Like Justice White, I assume that New York Times and our other constitutional decisions displacing state defamation law have been popular in some circles, “but this is not the road to salvation for a court of law.” Gertz, 418 U. S., at 370 (dissenting opinion). We did not begin meddling in this area until 1964, nearly 175 years after the First Amendment was ratified. The States are perfectly capable of striking an acceptable balance between encouraging robust public discourse and providing a meaningful remedy for reputational harm. We should reconsider our jurisprudence in this area.
1 For example, the police did not “at any time” surround the campus when deployed near it; the dining hall “was not padlocked on any occasion”; the student protesters had not “refus[ed] to register” but rather “boycott[ed] classes on a single day”; “Dr. King had not been arrested seven times, but only four”; and the police “were not only not implicated in the bombings, but had made every effort to apprehend those who were.” New York Times, 376 U. S., at 259.
2 In England, “[w]ords spoken in derogation of a peer, a judge, or other great officer of the realm” were called scandalum magnatum and were “held to be still more heinous”; such words could support a claim that “would not be actionable in the case of a common person.” 3 Blackstone *123 (emphasis added); Starkie *142–*143. This action, recognized by English statutes dating back to 1275, had fallen into disuse by the 19th century and was not employed in the United States. See id., at *142, n. 1 (“In this country, no distinction as to persons is recognized, and in practice, a person holding a high office is regarded as a target at whom any person may let fly his poisonous words”).
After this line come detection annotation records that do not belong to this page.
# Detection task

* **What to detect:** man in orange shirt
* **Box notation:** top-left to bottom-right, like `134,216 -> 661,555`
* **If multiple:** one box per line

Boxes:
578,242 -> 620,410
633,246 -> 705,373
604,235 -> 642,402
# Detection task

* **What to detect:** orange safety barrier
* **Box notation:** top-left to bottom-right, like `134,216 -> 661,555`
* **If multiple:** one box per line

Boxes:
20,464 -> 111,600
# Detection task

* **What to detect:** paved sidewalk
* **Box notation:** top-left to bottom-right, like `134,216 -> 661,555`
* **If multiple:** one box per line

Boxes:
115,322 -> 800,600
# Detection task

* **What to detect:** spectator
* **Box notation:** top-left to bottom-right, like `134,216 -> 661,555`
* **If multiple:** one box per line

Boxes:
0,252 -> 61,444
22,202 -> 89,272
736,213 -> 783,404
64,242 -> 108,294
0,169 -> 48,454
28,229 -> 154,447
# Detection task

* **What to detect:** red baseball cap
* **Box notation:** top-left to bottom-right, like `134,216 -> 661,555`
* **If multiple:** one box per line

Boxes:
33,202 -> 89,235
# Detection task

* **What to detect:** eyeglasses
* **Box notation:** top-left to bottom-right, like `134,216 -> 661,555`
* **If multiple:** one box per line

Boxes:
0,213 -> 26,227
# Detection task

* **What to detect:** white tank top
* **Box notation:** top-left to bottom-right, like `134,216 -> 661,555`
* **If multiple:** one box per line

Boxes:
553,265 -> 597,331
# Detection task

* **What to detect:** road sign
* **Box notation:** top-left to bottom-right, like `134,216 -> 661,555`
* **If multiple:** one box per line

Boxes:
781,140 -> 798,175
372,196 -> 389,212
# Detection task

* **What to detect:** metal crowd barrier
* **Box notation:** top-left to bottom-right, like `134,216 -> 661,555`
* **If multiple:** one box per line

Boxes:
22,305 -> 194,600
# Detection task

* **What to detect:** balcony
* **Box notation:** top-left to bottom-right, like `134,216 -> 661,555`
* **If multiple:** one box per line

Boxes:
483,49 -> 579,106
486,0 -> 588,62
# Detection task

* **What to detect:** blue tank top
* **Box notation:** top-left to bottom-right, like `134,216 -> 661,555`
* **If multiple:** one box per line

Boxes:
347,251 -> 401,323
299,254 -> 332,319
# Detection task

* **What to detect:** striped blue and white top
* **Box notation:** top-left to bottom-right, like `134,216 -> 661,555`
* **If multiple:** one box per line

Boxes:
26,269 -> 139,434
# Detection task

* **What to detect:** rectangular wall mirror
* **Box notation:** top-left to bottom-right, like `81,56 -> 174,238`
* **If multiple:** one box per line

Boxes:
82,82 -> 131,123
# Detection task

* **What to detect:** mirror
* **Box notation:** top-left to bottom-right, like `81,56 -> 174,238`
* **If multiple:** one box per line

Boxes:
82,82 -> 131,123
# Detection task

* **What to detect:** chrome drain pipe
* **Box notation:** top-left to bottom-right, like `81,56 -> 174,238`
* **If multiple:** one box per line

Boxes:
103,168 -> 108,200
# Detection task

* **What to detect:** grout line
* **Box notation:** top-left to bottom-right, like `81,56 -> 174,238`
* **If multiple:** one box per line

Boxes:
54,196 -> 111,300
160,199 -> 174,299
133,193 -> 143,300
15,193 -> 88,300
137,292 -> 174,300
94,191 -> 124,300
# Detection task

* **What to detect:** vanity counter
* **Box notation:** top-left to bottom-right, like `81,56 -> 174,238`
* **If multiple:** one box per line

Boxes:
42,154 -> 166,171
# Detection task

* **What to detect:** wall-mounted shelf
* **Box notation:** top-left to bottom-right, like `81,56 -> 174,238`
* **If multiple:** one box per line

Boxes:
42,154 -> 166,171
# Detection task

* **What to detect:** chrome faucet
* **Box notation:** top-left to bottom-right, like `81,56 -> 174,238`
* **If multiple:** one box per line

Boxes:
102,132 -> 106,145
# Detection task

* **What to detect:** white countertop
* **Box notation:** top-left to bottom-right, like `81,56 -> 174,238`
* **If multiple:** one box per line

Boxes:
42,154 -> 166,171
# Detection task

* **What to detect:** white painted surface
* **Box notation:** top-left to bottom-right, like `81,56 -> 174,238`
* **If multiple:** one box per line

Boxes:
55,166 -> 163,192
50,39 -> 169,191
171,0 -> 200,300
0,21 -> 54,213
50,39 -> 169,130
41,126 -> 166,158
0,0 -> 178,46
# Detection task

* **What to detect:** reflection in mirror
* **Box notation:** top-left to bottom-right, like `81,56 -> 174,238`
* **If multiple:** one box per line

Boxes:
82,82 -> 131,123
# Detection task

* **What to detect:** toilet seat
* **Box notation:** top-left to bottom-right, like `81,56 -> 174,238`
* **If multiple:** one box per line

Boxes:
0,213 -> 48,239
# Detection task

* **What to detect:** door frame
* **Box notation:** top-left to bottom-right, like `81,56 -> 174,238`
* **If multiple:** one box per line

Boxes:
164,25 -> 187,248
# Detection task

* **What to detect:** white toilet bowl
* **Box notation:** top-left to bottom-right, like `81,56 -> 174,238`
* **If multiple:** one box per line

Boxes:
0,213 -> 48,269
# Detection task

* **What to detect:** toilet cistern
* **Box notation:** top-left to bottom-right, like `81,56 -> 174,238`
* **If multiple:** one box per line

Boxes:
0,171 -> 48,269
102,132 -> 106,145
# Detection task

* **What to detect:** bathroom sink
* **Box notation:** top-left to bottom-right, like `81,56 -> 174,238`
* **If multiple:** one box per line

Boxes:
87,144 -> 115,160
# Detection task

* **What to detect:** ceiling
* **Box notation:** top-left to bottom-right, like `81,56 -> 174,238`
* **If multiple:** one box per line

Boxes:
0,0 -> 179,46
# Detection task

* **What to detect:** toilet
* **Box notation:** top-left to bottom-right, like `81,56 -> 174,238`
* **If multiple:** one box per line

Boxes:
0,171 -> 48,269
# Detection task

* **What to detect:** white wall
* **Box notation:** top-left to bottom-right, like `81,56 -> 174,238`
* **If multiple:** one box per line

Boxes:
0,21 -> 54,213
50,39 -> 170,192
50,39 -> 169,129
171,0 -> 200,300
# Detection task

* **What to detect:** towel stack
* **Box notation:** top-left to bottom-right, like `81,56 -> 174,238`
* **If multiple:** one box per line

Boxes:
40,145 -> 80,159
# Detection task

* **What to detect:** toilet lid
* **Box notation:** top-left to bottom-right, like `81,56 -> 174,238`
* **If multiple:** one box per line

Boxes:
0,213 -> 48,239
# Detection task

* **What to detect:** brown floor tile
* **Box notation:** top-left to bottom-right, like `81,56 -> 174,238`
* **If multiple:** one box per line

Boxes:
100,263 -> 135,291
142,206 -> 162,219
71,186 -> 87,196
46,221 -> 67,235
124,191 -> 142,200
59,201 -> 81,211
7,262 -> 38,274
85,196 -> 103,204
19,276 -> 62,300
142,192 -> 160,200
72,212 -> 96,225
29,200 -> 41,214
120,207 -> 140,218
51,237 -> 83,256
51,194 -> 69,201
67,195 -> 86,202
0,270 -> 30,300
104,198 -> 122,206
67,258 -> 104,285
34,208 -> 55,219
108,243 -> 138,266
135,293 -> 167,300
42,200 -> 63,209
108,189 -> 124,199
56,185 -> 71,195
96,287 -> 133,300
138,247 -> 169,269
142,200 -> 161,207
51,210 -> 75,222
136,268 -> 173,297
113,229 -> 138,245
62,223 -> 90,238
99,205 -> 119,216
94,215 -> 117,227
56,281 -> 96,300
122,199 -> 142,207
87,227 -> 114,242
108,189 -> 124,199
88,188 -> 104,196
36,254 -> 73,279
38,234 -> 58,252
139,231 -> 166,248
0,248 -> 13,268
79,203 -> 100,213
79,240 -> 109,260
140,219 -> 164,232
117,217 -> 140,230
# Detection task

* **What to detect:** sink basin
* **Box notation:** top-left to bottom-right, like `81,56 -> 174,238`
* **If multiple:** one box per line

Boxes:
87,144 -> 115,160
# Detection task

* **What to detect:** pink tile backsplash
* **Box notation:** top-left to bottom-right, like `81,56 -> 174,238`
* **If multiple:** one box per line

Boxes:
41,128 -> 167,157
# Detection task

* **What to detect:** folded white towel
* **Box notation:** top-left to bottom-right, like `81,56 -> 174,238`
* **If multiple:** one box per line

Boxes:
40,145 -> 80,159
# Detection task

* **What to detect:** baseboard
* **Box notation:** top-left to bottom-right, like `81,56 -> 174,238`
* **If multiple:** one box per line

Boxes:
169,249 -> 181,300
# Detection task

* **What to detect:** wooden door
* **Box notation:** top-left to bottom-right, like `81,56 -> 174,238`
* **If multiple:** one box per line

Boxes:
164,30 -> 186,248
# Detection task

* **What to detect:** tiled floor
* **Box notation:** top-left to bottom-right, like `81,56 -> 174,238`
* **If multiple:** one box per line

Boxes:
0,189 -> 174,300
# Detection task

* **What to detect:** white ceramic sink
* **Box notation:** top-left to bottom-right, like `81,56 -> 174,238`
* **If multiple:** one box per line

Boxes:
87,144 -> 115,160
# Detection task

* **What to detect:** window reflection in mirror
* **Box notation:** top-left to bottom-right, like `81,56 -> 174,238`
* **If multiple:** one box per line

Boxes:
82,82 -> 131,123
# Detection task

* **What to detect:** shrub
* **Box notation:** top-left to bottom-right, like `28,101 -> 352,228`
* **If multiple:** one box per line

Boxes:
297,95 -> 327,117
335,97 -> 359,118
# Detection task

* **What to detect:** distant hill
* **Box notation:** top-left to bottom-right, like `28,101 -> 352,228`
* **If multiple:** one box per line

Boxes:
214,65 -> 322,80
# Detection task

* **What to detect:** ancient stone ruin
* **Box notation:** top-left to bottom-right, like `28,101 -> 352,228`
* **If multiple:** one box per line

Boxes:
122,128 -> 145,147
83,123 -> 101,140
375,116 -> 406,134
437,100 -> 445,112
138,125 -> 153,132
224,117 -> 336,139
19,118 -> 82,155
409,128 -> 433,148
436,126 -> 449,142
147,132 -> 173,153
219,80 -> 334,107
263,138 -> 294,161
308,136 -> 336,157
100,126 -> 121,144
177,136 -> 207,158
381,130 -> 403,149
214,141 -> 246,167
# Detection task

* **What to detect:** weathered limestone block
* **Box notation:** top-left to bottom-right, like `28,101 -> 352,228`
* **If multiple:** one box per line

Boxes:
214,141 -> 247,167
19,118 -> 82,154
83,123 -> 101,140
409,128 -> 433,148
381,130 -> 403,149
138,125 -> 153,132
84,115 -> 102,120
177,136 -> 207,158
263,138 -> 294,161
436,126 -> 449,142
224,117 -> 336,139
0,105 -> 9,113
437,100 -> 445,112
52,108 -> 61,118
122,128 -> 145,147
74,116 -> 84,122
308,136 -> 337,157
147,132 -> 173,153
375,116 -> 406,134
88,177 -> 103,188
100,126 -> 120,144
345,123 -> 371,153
Nevertheless, the action of scandalum magnatum confirms that the law of defamation historically did not impose a heightened burden on public figures as plaintiffs.
3 By its terms, the First Amendment addresses only “law[s]” “ma[d]e” by “Congress.” For present purposes, I set aside the question whether the speech and press rights incorporated against the States restrict common-law rights of action that are not codified by state legislatures.